Para orientação sobre pronto atendimento de saúde mental 24 horas, a população pode acessar o portal da Secretaria Municipal de Saúde ou ligar para o CVV (188).

Saúde mental em Minas Gerais e o papel de figuras públicas

Atletas como o zagueiro Lyanco e o ginasta Diego Hypólito compartilharam publicamente suas experiências com ansiedade e depressão, contribuindo para reduzir o estigma associado aos transtornos mentais. Segundo a Superintendência Regional de Saúde, relatos de figuras públicas aumentam em 30% a procura por atendimento nas semanas seguintes às declarações.

A exposição de casos entre personalidades evidencia que a saúde mental em Minas Gerais afeta todas as classes sociais, gêneros e faixas etárias. Dados nacionais apontam que 1 em cada 4 brasileiros apresentará algum transtorno mental ao longo da vida, conforme a Organização Mundial da Saúde.

Entretanto, especialistas alertam que a visibilidade midiática precisa ser acompanhada de informação qualificada sobre sintomas, tratamentos disponíveis e locais de atendimento, evitando romantização ou banalização dos transtornos.

Impacto da pandemia na saúde mental em Minas Gerais

A pandemia de COVID-19 ampliou a discussão sobre saúde mental em Minas Gerais, reduzindo parte do estigma e aumentando a procura por atendimento psicológico, segundo Juliana Baldo, psicóloga especializada em saúde pública.

O isolamento social, o luto coletivo e a insegurança econômica elevaram os índices de ansiedade e depressão em 47% no estado entre 2020 e 2021, conforme levantamento da Secretaria de Estado de Saúde. As UBS registraram aumento de 60% na demanda por consultas psicológicas no período.

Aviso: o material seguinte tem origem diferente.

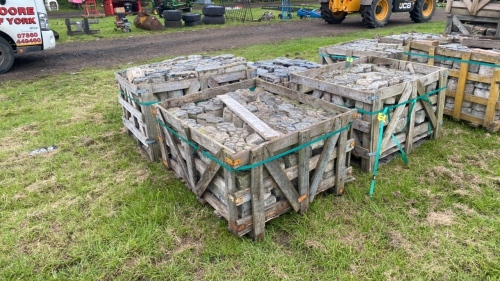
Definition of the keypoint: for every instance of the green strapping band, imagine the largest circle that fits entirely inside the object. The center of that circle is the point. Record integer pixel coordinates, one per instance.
(403, 154)
(377, 154)
(385, 112)
(451, 59)
(257, 164)
(422, 97)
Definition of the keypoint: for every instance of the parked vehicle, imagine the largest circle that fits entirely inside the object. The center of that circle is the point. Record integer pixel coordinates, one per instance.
(309, 13)
(376, 13)
(24, 28)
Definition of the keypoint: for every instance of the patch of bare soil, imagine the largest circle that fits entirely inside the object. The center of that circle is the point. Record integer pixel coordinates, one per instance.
(108, 53)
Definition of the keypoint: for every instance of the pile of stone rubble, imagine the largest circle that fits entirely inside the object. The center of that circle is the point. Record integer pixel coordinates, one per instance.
(368, 77)
(185, 67)
(405, 37)
(278, 70)
(218, 122)
(363, 47)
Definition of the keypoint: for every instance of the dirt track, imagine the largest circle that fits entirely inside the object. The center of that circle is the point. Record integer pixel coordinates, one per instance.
(71, 57)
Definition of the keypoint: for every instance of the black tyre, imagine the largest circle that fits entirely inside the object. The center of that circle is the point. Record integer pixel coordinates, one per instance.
(213, 20)
(423, 10)
(173, 24)
(191, 17)
(331, 17)
(213, 11)
(377, 14)
(6, 56)
(192, 23)
(172, 15)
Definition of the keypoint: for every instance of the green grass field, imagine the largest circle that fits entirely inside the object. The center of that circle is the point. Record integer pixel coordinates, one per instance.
(97, 209)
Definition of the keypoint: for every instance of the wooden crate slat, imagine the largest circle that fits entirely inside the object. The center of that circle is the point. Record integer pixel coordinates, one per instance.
(366, 127)
(325, 156)
(464, 76)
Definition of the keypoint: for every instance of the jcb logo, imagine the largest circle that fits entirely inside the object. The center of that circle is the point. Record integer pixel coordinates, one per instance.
(403, 6)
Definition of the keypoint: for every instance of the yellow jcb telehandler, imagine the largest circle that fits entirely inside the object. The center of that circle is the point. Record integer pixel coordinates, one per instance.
(376, 13)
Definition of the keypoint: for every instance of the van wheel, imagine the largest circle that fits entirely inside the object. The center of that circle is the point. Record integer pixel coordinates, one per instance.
(377, 14)
(423, 11)
(6, 56)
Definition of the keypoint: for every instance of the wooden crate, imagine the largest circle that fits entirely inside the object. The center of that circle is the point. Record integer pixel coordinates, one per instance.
(248, 198)
(136, 99)
(475, 68)
(359, 48)
(408, 130)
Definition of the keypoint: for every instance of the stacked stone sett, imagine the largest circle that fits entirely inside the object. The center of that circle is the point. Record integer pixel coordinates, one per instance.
(371, 84)
(207, 136)
(473, 91)
(142, 86)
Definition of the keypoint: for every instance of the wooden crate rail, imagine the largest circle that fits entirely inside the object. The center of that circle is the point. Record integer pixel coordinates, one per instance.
(238, 184)
(464, 75)
(410, 97)
(136, 101)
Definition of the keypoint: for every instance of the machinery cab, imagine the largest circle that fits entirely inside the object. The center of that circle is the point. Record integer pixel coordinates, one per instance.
(376, 13)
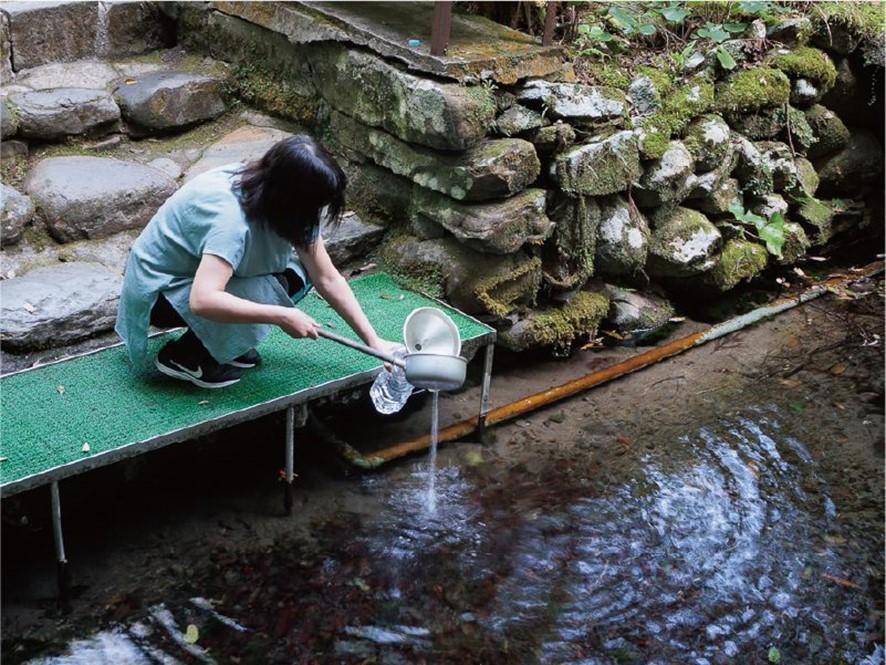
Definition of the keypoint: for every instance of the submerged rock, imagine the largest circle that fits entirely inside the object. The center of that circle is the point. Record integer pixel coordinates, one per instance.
(490, 170)
(603, 166)
(166, 100)
(665, 181)
(93, 197)
(475, 283)
(622, 238)
(58, 305)
(499, 227)
(17, 211)
(684, 243)
(557, 326)
(54, 114)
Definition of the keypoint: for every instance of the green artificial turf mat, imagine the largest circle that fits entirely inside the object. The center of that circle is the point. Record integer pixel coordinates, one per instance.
(49, 413)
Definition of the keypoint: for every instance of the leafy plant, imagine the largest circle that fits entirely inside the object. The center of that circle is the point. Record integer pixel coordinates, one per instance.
(770, 231)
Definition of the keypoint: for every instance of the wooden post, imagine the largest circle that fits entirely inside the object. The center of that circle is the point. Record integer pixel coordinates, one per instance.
(550, 22)
(440, 28)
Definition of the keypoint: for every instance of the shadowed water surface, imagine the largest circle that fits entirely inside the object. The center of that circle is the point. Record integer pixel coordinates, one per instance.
(723, 545)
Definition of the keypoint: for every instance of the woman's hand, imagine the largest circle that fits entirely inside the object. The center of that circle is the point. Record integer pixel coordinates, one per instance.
(296, 323)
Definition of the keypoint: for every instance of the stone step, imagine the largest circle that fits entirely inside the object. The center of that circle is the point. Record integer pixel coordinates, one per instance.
(94, 197)
(58, 305)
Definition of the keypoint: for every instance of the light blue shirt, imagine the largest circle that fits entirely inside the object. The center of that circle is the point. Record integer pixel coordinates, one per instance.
(204, 217)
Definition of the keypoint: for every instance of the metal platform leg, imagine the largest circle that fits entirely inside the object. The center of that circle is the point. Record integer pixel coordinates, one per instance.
(484, 391)
(64, 575)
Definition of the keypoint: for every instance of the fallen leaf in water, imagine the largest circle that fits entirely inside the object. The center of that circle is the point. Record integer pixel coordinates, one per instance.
(192, 634)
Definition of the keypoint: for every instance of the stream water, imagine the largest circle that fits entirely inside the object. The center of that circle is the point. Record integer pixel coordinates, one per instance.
(730, 543)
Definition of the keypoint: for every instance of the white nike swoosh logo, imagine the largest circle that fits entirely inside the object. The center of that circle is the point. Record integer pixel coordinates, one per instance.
(196, 375)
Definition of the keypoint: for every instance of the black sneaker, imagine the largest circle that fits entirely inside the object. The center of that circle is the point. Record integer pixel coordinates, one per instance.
(203, 372)
(248, 360)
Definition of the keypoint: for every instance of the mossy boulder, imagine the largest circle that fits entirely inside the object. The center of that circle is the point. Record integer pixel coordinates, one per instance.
(636, 314)
(576, 103)
(603, 166)
(568, 255)
(552, 139)
(708, 140)
(858, 165)
(829, 131)
(622, 238)
(807, 63)
(752, 89)
(475, 283)
(684, 243)
(557, 326)
(665, 181)
(739, 261)
(419, 110)
(492, 169)
(499, 227)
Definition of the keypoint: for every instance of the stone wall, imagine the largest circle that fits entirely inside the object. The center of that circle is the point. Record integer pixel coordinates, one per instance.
(534, 203)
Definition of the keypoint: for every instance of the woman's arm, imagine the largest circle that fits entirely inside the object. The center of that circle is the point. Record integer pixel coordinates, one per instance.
(210, 300)
(335, 289)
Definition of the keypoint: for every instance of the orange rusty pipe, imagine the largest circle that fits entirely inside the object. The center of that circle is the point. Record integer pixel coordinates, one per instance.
(545, 397)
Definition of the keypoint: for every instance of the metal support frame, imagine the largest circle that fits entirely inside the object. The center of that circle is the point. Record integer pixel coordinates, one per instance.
(441, 26)
(484, 390)
(64, 578)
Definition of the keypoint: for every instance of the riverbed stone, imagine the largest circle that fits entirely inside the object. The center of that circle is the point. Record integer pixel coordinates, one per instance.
(602, 166)
(243, 144)
(684, 243)
(708, 140)
(92, 74)
(446, 116)
(857, 165)
(665, 181)
(352, 239)
(492, 169)
(568, 255)
(829, 131)
(739, 261)
(557, 326)
(635, 314)
(622, 238)
(93, 197)
(518, 119)
(53, 114)
(499, 227)
(476, 283)
(576, 103)
(168, 100)
(58, 305)
(16, 213)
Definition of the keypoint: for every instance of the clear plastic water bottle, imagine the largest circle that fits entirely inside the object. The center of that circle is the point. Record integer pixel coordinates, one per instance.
(390, 390)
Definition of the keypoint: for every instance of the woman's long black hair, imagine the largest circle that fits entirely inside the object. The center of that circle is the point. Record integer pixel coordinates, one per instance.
(289, 187)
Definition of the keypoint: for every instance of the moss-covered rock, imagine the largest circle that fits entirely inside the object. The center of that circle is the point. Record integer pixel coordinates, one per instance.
(603, 166)
(829, 131)
(665, 181)
(739, 261)
(568, 255)
(708, 140)
(622, 238)
(475, 283)
(807, 63)
(498, 227)
(752, 89)
(684, 243)
(557, 326)
(489, 170)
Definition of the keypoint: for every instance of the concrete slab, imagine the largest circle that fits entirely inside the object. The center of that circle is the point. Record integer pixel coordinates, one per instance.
(478, 48)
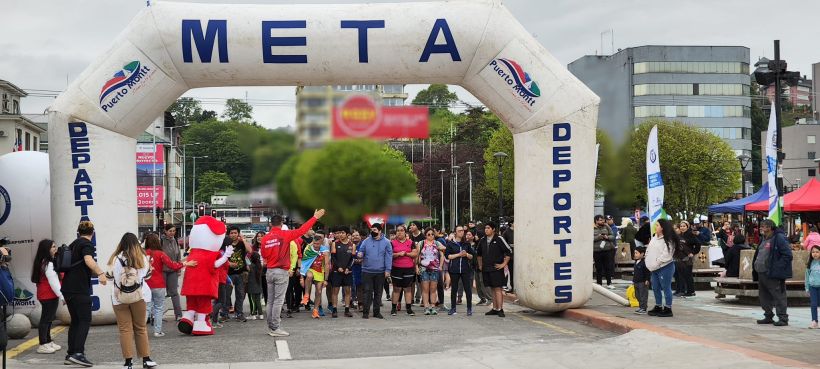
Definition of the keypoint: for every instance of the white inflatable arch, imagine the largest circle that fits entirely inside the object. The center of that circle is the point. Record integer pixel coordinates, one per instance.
(170, 48)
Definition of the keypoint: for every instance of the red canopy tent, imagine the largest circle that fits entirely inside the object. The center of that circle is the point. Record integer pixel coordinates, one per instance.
(804, 199)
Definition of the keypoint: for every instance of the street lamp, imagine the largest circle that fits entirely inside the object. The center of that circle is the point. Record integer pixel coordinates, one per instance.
(441, 171)
(744, 161)
(500, 157)
(470, 174)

No entanto, a resistência ao tratamento farmacológico permanece alta. Aproximadamente 35% dos pacientes diagnosticados com transtornos moderados a graves recusam prescrição de psicofármacos por receio de dependência ou efeitos colaterais, segundo dados do Ministério da Saúde.

Por isso, profissionais recomendam abordagem integrada que combine psicoterapia, acompanhamento médico e suporte familiar. Informações sobre tratamento integrado estão disponíveis no artigo sobre saúde mental e inclusão.

Prevenção e próximos passos para a saúde mental em Minas Gerais

A Secretaria de Estado de Saúde prevê expansão da rede de CAPS até dezembro de 2025, com foco em regiões com maior taxa de subnotificação. A meta estadual é reduzir em 15% a taxa de suicídio até 2027, conforme Plano Estadual de Prevenção.

As ações incluem capacitação de profissionais da atenção primária para identificação precoce de sinais de risco, ampliação de campanhas educativas e fortalecimento da Rede de Atenção Psicossocial (RAPS). Municípios com menos de 50 mil habitantes receberão equipes itinerantes de saúde mental a partir do segundo semestre de 2025.

Além disso, o governo estadual estuda parcerias com universidades para oferta de telepsicologia em localidades sem CAPS, garantindo atendimento qualificado mesmo em áreas remotas. O CVV (188) permanece como canal gratuito, anônimo e disponível 24 horas para escuta ativa e encaminhamento.